Ya estaban los dos parados, tan cerca que se olían el aliento. Francisco
comenzaba a abrazarlo y él se dejaba abrazar, demasiado desorientado, intentando
rearmar la sucesión de tantos episodios extraños, sin embargo estaba sintiendo
ese calor paternal que nunca había conocido, en definitiva se sentía amparado.

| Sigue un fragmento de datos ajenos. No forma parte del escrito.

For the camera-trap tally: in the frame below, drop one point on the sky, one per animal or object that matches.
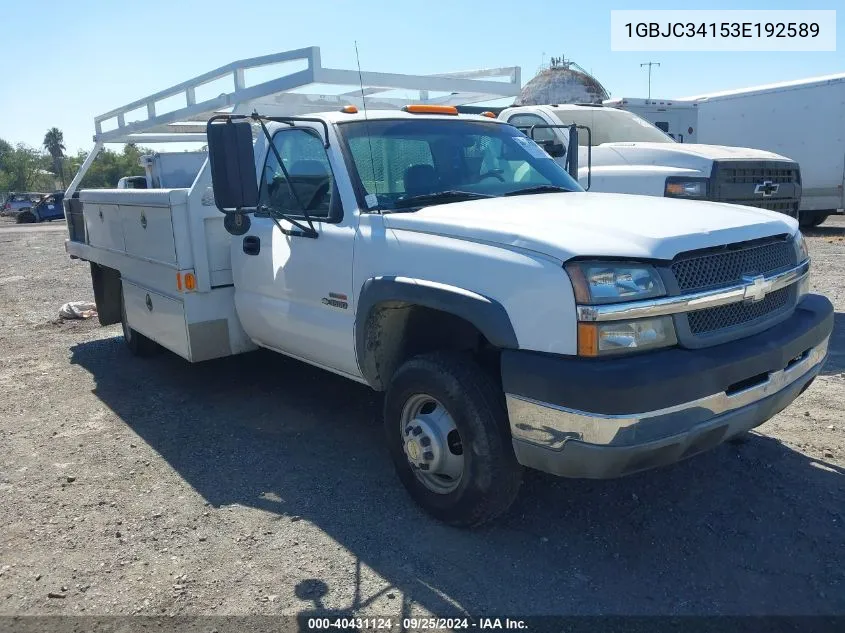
(106, 54)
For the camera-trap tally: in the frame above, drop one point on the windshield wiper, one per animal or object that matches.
(538, 189)
(450, 195)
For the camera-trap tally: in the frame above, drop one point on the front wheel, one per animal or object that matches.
(447, 432)
(812, 221)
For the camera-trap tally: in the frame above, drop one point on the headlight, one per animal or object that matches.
(599, 339)
(599, 283)
(680, 187)
(800, 245)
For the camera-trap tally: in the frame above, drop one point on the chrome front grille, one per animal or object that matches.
(731, 315)
(742, 174)
(766, 184)
(728, 266)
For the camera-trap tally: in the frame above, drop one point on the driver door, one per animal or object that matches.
(293, 293)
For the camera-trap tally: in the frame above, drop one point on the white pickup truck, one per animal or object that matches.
(623, 153)
(510, 323)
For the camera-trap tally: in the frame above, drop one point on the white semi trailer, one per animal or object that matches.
(803, 120)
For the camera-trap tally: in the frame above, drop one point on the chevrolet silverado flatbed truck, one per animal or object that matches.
(510, 323)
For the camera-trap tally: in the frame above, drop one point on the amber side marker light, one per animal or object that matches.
(588, 339)
(426, 109)
(186, 281)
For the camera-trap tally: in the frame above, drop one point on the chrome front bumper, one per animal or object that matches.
(576, 443)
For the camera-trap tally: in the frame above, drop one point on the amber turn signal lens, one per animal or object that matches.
(588, 339)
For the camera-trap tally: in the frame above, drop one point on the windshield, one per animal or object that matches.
(609, 125)
(407, 163)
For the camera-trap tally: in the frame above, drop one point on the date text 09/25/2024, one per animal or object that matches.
(415, 624)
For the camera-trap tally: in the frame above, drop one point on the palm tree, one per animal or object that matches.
(54, 143)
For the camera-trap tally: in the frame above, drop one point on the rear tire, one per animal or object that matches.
(463, 393)
(137, 343)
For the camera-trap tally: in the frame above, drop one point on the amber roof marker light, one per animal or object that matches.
(430, 109)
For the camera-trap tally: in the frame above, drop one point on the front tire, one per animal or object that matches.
(448, 436)
(137, 343)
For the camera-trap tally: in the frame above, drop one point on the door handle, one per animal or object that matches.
(252, 245)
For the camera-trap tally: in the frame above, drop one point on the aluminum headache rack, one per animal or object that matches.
(282, 96)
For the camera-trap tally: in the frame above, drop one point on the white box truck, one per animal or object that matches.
(510, 323)
(621, 152)
(803, 120)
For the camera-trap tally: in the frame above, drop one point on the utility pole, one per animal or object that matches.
(649, 64)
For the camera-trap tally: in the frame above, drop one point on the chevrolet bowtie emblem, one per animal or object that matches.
(757, 288)
(766, 189)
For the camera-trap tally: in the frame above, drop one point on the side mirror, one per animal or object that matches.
(572, 161)
(230, 154)
(553, 148)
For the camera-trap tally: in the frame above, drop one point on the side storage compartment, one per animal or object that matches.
(157, 317)
(148, 233)
(103, 226)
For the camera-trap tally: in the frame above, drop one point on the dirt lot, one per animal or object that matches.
(260, 485)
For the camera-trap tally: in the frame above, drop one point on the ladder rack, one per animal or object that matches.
(279, 96)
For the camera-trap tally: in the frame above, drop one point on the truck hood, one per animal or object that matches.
(567, 225)
(686, 155)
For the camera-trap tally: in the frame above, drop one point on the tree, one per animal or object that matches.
(22, 169)
(109, 166)
(54, 144)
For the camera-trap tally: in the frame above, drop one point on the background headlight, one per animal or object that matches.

Después lo separó con los brazos para agarrarlo de los antebrazos, expresándole
con brillo en las pupilas:
—Somos un
equipo y vamos a destrozar a ese asesino.
Francisco
hacía muecas, estaba gesticulando cierta molestia en su mandíbula hasta que
sacó la lengua y escupió un diente que dejó caer en su guante derecho. Era un diente
pero no cualquiera, era un diente de oro.
— ¿Un diente,
te partí un diente? —se asombraba Segundo.
—No pasa nada,
carajo. Casi te rompí el estómago, ahora estamos a mano…
…El relato de
Segundo se había prolongado tanto que ya no estaba recostado con Martina en el
diván: él estaba sentado en el sillón del escritorio, el mismo que había
escogido el día que comenzaron la terapia, y Martina iba y venía por el living,
con una cara de preocupación que en cierta forma lo alarmaba:
— ¿Y ahora qué?
—Alzaba ella los brazos—, ¿también vas a matar a un mafioso?
—Tranquila… sólo
haremos justicia. Se merece una cadena perpetua ese miserable.
—Andate
Segundo, has llegado muy lejos pero ya no cuentes conmigo. ¡Andate! —le chillaba
y lo expulsaba con su brazo en alto, señalándole la puerta de salida.
Segundo la
miraba, pasmado. Ella estaba parada, con ese brazo firme que señalaba la puerta:
parecía un espantapájaros. Estaba enfadada y muy irritada. Sin más que hacer,
Segundo se paró y caminó hasta la puerta, no la miraba ni mucho menos la
saludaba, pegando un portazo al salir que sintió como una patada en el pecho.
Su vida seguía un rumbo incierto, ideal para un novelón.